Sunday, March 8, 2009

The Black Book on Red China, and the Origins of Brainwashing


Picked up a few books in front of the Cambridge post office today, including a copy of Sade's Dialogue Between a Priest and a Dying Man that turned out to be worth a bit - [my amateur antiquarian book hunting continues!] - but more directly relevant to the blog, there was a review copy of The Black Book on Red China, written in 1958 by Edward Hunter for The Committee of One Million, which protested the admission of China into the UN quite successfully for nearly two decades.

Turns out Edward Hunter [all the while a CIA operative.
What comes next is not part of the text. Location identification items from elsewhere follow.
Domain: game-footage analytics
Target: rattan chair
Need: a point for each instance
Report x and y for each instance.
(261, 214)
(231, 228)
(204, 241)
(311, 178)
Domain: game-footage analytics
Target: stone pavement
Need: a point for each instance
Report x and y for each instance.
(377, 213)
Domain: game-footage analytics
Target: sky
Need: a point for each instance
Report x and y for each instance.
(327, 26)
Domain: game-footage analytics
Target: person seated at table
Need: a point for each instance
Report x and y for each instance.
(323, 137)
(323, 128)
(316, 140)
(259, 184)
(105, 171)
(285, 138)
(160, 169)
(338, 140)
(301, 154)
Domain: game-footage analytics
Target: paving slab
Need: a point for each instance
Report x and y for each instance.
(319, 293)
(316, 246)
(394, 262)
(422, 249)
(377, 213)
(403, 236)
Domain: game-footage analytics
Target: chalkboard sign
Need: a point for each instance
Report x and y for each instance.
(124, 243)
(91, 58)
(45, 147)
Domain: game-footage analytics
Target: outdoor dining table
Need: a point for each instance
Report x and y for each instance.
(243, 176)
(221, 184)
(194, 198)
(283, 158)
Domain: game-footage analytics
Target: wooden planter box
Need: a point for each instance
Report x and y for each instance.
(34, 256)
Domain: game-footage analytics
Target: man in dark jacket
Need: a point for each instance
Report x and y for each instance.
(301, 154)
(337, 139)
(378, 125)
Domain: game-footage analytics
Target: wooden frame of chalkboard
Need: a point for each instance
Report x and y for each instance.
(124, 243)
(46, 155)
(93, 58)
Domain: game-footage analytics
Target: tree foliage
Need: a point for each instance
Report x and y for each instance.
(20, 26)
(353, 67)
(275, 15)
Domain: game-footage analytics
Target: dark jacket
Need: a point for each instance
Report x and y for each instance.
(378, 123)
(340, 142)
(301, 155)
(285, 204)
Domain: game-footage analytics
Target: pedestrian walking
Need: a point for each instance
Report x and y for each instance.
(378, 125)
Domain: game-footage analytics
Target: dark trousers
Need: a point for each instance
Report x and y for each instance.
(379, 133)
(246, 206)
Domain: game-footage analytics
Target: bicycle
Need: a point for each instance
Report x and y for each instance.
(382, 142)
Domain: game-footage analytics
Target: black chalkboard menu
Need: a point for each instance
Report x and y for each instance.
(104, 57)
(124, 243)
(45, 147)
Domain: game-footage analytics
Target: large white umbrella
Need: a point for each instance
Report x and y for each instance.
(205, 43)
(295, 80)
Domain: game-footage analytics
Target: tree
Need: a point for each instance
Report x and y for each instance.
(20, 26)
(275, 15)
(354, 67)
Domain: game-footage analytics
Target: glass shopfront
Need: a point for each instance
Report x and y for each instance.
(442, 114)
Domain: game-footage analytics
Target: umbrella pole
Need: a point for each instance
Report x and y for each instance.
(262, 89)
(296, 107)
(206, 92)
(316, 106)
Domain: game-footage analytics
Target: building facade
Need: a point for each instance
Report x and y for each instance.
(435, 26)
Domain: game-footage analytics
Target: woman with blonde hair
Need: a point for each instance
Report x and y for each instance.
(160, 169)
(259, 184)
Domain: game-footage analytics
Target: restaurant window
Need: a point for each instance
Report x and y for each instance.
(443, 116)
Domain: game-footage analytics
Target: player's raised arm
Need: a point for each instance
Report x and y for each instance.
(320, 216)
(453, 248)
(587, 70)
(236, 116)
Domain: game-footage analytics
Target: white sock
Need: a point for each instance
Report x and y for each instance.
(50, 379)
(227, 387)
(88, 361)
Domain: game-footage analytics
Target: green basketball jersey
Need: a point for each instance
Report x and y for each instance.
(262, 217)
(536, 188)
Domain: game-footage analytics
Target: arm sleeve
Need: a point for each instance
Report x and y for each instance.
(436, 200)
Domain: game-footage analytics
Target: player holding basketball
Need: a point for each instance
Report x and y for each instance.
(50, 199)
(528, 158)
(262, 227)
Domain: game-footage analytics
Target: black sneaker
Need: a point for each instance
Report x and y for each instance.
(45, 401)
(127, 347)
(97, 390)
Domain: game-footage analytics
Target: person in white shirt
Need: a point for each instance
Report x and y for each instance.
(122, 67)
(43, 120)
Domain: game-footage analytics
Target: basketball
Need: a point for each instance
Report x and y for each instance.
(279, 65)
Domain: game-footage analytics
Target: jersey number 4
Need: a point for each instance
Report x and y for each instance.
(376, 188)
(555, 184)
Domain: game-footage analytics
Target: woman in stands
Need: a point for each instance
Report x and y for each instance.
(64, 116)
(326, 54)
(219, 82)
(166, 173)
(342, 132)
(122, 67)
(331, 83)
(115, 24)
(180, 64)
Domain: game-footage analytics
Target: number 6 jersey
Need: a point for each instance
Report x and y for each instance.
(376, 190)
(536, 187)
Manchurian Candidate indeed.] was the first person (as credited in the OED) to introduce the term "brainwashing" into the US. From Wikipedia:
"The term xǐ năo (洗腦, the Chinese term literally translated as "to wash the brain") originally referred to methodologies of coercive persuasion used in the "reconstruction" (改造 gǎi zào) of the so-called feudal (封建 fēng jiàn) thought-patterns of Chinese citizens raised under pre-revolutionary régimes; the term punned on the Taoist custom of "cleansing/washing the heart" (洗心 xǐ xīn) prior to conducting certain ceremonies or entering certain holy places, and in Chinese, the word "心" xīn also refers to the soul or the mind, contrasting with the brain. The term first came into general use in the United States in the 1950s during the Korean War (1950–1953) to describe those same methods as applied by the Chinese communists to attempt deep and permanent behavioral changes in foreign prisoners, and especially during the Korean War to disrupt the ability of captured United Nations troops to effectively organize and resist their imprisonment. The word brainwashing consequently came into use in the United States of America to explain why, unlike in earlier wars, a relatively high percentage of American GIs defected to the enemy side after becoming prisoners-of-war in Korea."
Will dig around for the article in 'The New Leader" mentioned - and will be trouncing through this book in the coming week. Also, in another post [trying to establish mini-research projects for myself], will blog up some of this moment of UN representation changing hands from the Republic to the People's Republic, with a focus on the trauma to the Isle Formosa.